Depuis quelque temps, le respect des goûts et surtout des couleurs a passé de mode. Une ministre italienne se fait traiter de singe, la garde des sceaux française de guenon, y compris par des enfants, pendant que son collègue de l’Intérieur tente d’échapper au désamour de l’équipe gouvernementale dont il fait partie en dénonçant les Roms. Ils sont « en confrontation » avec les Français, dit-il, offrant généreusement d’aider « les Français contre ces populations. »

Dans ce tohu-bohu, on a du mal à retrouver le chemin de la civilisation. Marine Le Pen menace ceux qui la rangent à l’extrême droite et le nouveau leader bien aimé respecté du PP demande des indemnités parce qu’on l’aurait traité de raciste.

Faut-il se plonger dans les stades de football illuminés par les drapeaux noir-jaune-rouge pour retrouver la fraîcheur d’une fraternité cosmopolite ? Même si les diables rouges ont succombé aux démons jaunes, les supporters ont fêté les joueurs de toutes les couleurs.
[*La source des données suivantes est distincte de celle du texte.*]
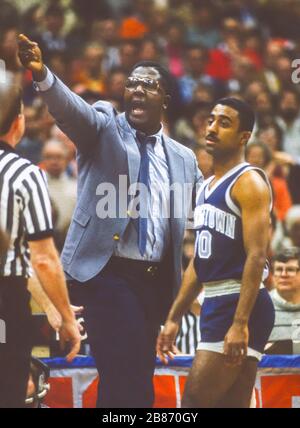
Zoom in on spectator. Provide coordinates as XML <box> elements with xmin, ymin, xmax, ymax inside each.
<box><xmin>15</xmin><ymin>105</ymin><xmax>43</xmax><ymax>164</ymax></box>
<box><xmin>0</xmin><ymin>26</ymin><xmax>22</xmax><ymax>73</ymax></box>
<box><xmin>178</xmin><ymin>45</ymin><xmax>212</xmax><ymax>105</ymax></box>
<box><xmin>253</xmin><ymin>91</ymin><xmax>275</xmax><ymax>129</ymax></box>
<box><xmin>245</xmin><ymin>141</ymin><xmax>292</xmax><ymax>222</ymax></box>
<box><xmin>139</xmin><ymin>37</ymin><xmax>162</xmax><ymax>63</ymax></box>
<box><xmin>175</xmin><ymin>101</ymin><xmax>211</xmax><ymax>148</ymax></box>
<box><xmin>164</xmin><ymin>18</ymin><xmax>186</xmax><ymax>78</ymax></box>
<box><xmin>205</xmin><ymin>17</ymin><xmax>243</xmax><ymax>83</ymax></box>
<box><xmin>186</xmin><ymin>0</ymin><xmax>221</xmax><ymax>49</ymax></box>
<box><xmin>261</xmin><ymin>39</ymin><xmax>284</xmax><ymax>95</ymax></box>
<box><xmin>257</xmin><ymin>123</ymin><xmax>283</xmax><ymax>152</ymax></box>
<box><xmin>71</xmin><ymin>42</ymin><xmax>106</xmax><ymax>95</ymax></box>
<box><xmin>36</xmin><ymin>102</ymin><xmax>55</xmax><ymax>142</ymax></box>
<box><xmin>50</xmin><ymin>125</ymin><xmax>77</xmax><ymax>179</ymax></box>
<box><xmin>275</xmin><ymin>55</ymin><xmax>296</xmax><ymax>91</ymax></box>
<box><xmin>283</xmin><ymin>206</ymin><xmax>300</xmax><ymax>249</ymax></box>
<box><xmin>118</xmin><ymin>40</ymin><xmax>139</xmax><ymax>74</ymax></box>
<box><xmin>34</xmin><ymin>4</ymin><xmax>67</xmax><ymax>63</ymax></box>
<box><xmin>244</xmin><ymin>80</ymin><xmax>268</xmax><ymax>104</ymax></box>
<box><xmin>276</xmin><ymin>88</ymin><xmax>300</xmax><ymax>161</ymax></box>
<box><xmin>148</xmin><ymin>6</ymin><xmax>169</xmax><ymax>51</ymax></box>
<box><xmin>267</xmin><ymin>248</ymin><xmax>300</xmax><ymax>354</ymax></box>
<box><xmin>243</xmin><ymin>28</ymin><xmax>264</xmax><ymax>71</ymax></box>
<box><xmin>192</xmin><ymin>82</ymin><xmax>215</xmax><ymax>104</ymax></box>
<box><xmin>105</xmin><ymin>67</ymin><xmax>127</xmax><ymax>111</ymax></box>
<box><xmin>88</xmin><ymin>19</ymin><xmax>120</xmax><ymax>73</ymax></box>
<box><xmin>41</xmin><ymin>140</ymin><xmax>77</xmax><ymax>251</ymax></box>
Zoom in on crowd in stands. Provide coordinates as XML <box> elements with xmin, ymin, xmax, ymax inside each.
<box><xmin>1</xmin><ymin>0</ymin><xmax>300</xmax><ymax>355</ymax></box>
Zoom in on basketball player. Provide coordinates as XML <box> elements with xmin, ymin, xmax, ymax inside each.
<box><xmin>157</xmin><ymin>98</ymin><xmax>275</xmax><ymax>408</ymax></box>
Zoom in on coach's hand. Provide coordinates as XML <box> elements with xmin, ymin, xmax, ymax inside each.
<box><xmin>17</xmin><ymin>34</ymin><xmax>47</xmax><ymax>81</ymax></box>
<box><xmin>224</xmin><ymin>322</ymin><xmax>249</xmax><ymax>366</ymax></box>
<box><xmin>156</xmin><ymin>320</ymin><xmax>180</xmax><ymax>365</ymax></box>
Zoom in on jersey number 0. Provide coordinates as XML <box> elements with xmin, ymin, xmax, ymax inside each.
<box><xmin>195</xmin><ymin>230</ymin><xmax>212</xmax><ymax>259</ymax></box>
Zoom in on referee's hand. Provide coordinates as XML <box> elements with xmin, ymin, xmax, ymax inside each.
<box><xmin>17</xmin><ymin>34</ymin><xmax>47</xmax><ymax>81</ymax></box>
<box><xmin>59</xmin><ymin>319</ymin><xmax>82</xmax><ymax>363</ymax></box>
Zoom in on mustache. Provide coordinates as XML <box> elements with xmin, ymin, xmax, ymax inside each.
<box><xmin>205</xmin><ymin>134</ymin><xmax>219</xmax><ymax>142</ymax></box>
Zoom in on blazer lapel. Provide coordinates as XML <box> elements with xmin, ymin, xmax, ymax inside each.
<box><xmin>163</xmin><ymin>136</ymin><xmax>186</xmax><ymax>232</ymax></box>
<box><xmin>117</xmin><ymin>113</ymin><xmax>140</xmax><ymax>187</ymax></box>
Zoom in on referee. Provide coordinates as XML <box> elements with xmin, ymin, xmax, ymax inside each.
<box><xmin>0</xmin><ymin>77</ymin><xmax>80</xmax><ymax>408</ymax></box>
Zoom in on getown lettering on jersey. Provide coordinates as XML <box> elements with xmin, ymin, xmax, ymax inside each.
<box><xmin>194</xmin><ymin>203</ymin><xmax>236</xmax><ymax>239</ymax></box>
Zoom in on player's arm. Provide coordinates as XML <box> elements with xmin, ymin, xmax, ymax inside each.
<box><xmin>224</xmin><ymin>170</ymin><xmax>270</xmax><ymax>365</ymax></box>
<box><xmin>17</xmin><ymin>34</ymin><xmax>110</xmax><ymax>152</ymax></box>
<box><xmin>157</xmin><ymin>258</ymin><xmax>202</xmax><ymax>364</ymax></box>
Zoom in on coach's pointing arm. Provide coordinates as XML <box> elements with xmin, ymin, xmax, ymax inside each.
<box><xmin>18</xmin><ymin>34</ymin><xmax>111</xmax><ymax>152</ymax></box>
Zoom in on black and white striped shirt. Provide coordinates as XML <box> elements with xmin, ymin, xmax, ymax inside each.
<box><xmin>176</xmin><ymin>311</ymin><xmax>200</xmax><ymax>355</ymax></box>
<box><xmin>0</xmin><ymin>141</ymin><xmax>53</xmax><ymax>277</ymax></box>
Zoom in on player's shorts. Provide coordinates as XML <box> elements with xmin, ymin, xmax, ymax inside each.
<box><xmin>197</xmin><ymin>279</ymin><xmax>275</xmax><ymax>360</ymax></box>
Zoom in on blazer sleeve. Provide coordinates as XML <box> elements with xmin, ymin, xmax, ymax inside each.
<box><xmin>193</xmin><ymin>152</ymin><xmax>204</xmax><ymax>204</ymax></box>
<box><xmin>186</xmin><ymin>152</ymin><xmax>204</xmax><ymax>230</ymax></box>
<box><xmin>38</xmin><ymin>73</ymin><xmax>115</xmax><ymax>152</ymax></box>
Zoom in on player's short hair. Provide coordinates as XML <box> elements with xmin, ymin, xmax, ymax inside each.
<box><xmin>130</xmin><ymin>61</ymin><xmax>173</xmax><ymax>96</ymax></box>
<box><xmin>212</xmin><ymin>97</ymin><xmax>255</xmax><ymax>132</ymax></box>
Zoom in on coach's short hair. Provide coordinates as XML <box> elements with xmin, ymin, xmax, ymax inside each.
<box><xmin>212</xmin><ymin>97</ymin><xmax>255</xmax><ymax>132</ymax></box>
<box><xmin>130</xmin><ymin>61</ymin><xmax>174</xmax><ymax>96</ymax></box>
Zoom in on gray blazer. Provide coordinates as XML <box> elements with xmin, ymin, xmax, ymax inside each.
<box><xmin>39</xmin><ymin>75</ymin><xmax>202</xmax><ymax>297</ymax></box>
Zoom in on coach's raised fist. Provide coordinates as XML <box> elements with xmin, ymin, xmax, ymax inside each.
<box><xmin>18</xmin><ymin>34</ymin><xmax>46</xmax><ymax>81</ymax></box>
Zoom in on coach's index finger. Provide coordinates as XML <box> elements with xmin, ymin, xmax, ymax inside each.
<box><xmin>18</xmin><ymin>34</ymin><xmax>38</xmax><ymax>48</ymax></box>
Façon de rappeler que notre étendard n’est pas blanc pur jus mais joyeusement coloré.

Les lois contre le racisme ne suffisent pas à endiguer la vague révulsive amplifiée par les réseaux sociaux. Pas plus que les leçons de morale et les efforts de beaucoup de profs.

Seul l’exemple donne le la. Laissons les grincheux hystériques plébisciter Trullemans parce qu’il annonce que l’hiver, la neige et les ouragans, c’est la faute à l’Afrique. Mieux vaut plonger dans les livres, les films, mais aussi les jardins ou les villes mélangées pour retrouver un peu de couleurs.

Au hasard, mêlez-vous aux vrais Indiens d’Amérique sous la plume de Louise Erdrich ou aux noirs du sud dans les polars de Kris Nelscott ou dans « 1275 âmes » de Jim Thompson (magnifiquement adapté au cinéma par Bertrand Tavernier sous le titre « Coup de Torchon »). La galère des Chinois est celle de tous les immigrants dans « Seuls le ciel et la terre », le roman déchirant de Brian Leung ou celle des Italiens dans le « Bandini » de John Fante. Dans les années cinquante déjà, la grande Doris Lessing (disparue cette semaine) témoignait des affrontements en Rhodésie dans « Le Carnet d’or ».

Parmi les innombrables films, retenez « My Beautiful Laundrette » de Stephen Frears sur le Londres tutti frutti d’aujourd’hui, « Bamboozled » de Spike Lee. Sans oublier « To be ou not be » de Lubitsch sur la chasse aux Juifs à Varsovie en 1940. Le racisme se dissout dans l’humour.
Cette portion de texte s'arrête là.